Çok geçmeden yeni bir devrim, Einstein’ın bağıllık kuramı, fiziği sarstı. Uzay ve zâman mutlak değil, bağıldır; bu nedenle, iki gözlemciden biri ötekine oranla daha hızlı hareket ediyorsa, biri için aynı anda doğan iki olay, öteki için eşzamanlı değildir.
Görünüşte inanılmaz olan sonuçlar, bu kuramdan çıkmıştır. Kütle ile enerji kavramları eşdeğerdir ve bunun uranyum çekirdeğine uygulanması, 1945 yılında ilk nükleer patlamaya olanak vermiştir. Öte yandan, bir cismin kütlesi değişmez (sabit değildir) ve hız arttıkça kütle büyür; hız, ışık hızına (300 000 km/sn) eşit olursa, kütle sonsuza ulaşır. Bu sonuçlar, katot lambalarında doğrulanmıştır; söz konusu lambada, kutuplar arasındaki gerilim yükseldikçe, elektronlar hızlanır.
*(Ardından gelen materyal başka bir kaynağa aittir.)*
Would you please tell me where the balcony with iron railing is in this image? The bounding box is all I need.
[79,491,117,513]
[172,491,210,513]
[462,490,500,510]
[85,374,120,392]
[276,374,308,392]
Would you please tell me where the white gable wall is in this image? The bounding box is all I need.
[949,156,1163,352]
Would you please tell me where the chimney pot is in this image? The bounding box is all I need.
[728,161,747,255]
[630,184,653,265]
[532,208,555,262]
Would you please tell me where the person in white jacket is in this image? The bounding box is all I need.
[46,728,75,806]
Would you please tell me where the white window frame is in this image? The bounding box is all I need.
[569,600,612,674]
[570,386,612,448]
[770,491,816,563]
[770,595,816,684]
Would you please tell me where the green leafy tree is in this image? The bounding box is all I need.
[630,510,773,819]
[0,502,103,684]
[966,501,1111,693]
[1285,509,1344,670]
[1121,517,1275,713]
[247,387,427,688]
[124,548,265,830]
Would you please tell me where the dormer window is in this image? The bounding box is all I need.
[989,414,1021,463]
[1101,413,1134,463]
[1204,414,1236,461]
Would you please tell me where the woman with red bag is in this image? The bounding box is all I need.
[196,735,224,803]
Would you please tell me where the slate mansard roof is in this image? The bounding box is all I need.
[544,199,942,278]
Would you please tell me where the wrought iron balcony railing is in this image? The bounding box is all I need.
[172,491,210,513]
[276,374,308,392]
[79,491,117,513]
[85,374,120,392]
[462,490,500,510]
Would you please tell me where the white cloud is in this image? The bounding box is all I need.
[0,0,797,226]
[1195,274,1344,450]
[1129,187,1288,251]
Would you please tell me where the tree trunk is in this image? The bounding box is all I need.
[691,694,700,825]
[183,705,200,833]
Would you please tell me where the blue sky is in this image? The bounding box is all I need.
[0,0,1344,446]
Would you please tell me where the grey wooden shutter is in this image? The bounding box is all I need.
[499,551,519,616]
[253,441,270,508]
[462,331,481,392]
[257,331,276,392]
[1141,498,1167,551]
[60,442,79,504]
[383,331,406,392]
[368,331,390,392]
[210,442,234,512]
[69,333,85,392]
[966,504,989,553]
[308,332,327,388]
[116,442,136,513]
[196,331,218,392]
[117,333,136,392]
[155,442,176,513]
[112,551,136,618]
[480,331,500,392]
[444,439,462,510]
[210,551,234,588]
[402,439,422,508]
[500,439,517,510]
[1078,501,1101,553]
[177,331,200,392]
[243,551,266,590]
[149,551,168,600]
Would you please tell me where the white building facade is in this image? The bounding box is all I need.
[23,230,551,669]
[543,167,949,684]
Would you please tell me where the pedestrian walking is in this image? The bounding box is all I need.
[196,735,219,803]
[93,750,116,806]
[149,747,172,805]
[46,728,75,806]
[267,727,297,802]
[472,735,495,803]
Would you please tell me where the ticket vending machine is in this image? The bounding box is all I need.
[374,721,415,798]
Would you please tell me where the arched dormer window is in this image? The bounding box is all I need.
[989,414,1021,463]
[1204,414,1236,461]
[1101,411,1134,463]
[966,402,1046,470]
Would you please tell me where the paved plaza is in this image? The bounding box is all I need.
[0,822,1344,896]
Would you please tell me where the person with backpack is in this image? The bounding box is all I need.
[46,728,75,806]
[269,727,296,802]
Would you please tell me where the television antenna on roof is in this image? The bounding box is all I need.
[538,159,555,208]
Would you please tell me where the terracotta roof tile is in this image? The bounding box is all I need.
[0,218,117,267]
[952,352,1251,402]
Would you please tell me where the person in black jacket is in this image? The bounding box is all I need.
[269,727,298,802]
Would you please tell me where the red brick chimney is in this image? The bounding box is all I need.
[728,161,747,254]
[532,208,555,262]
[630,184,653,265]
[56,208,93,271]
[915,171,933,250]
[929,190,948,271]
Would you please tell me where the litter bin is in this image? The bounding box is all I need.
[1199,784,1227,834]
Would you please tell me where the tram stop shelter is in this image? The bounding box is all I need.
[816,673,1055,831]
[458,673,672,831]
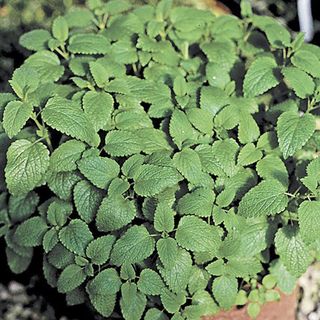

Bu arada Niels Bohr ve Sommerfeld de, atomun yapısı üstündeki bilgileri derinleştirdiler; kuantum kavramı, atomun gezegensel modeline uygulandı; bu modelde elektronlar, çekirdek çevresinde, gezegenlerin Güneş çevresinde dolanması gibi açısal, ama kuşkusuz daha düşük hızlarla döner.
Atom çekirdeğinin incelenmesi, birçok temel taneciğin bulunmasını sağladı: Bunların arasında protonlar, nötronlar, mezonlar yeralır; ayrıca günümüzde, Gell-Mann’ın ortaya attığı aşırı küçük tanecik olan kuarklar vardır; öteki taneciklerin kuarklardan oluştuğu öne sürülmektedir.
Bugün uygulama alanında gerçekleştirilen aygıtları burada sayma olanağı yoktur: Atom bombasından lasere, yalın cisimlerin başkalaşımından radara, elektron mikroskobundan renkli televizyona, bilgisayarlardan yapay uydulara kadar, gerçekleşme yelpazesi her yıl daha büyük ölçüde genişlemektedir.
Peki, gelecekte neler olabilir? Fizikte hiç bir şey kesin değildir. Bir Pascal, bir Newton, tek başına çalışıyordu; günümüzde, uluslararası araştırma ekipleri çoğalmakta ve aşağı yukarı bütün uygulamalar (hiç değilse buluşlar), kısa sürede herkesçe öğrenilmektedir. Bilim eğitimi genelleşmiş ve fizik, yalnızca yaşam koşullarımızı değil, dünya görüşümüzü de büyük ölçüde değiştirmiştir.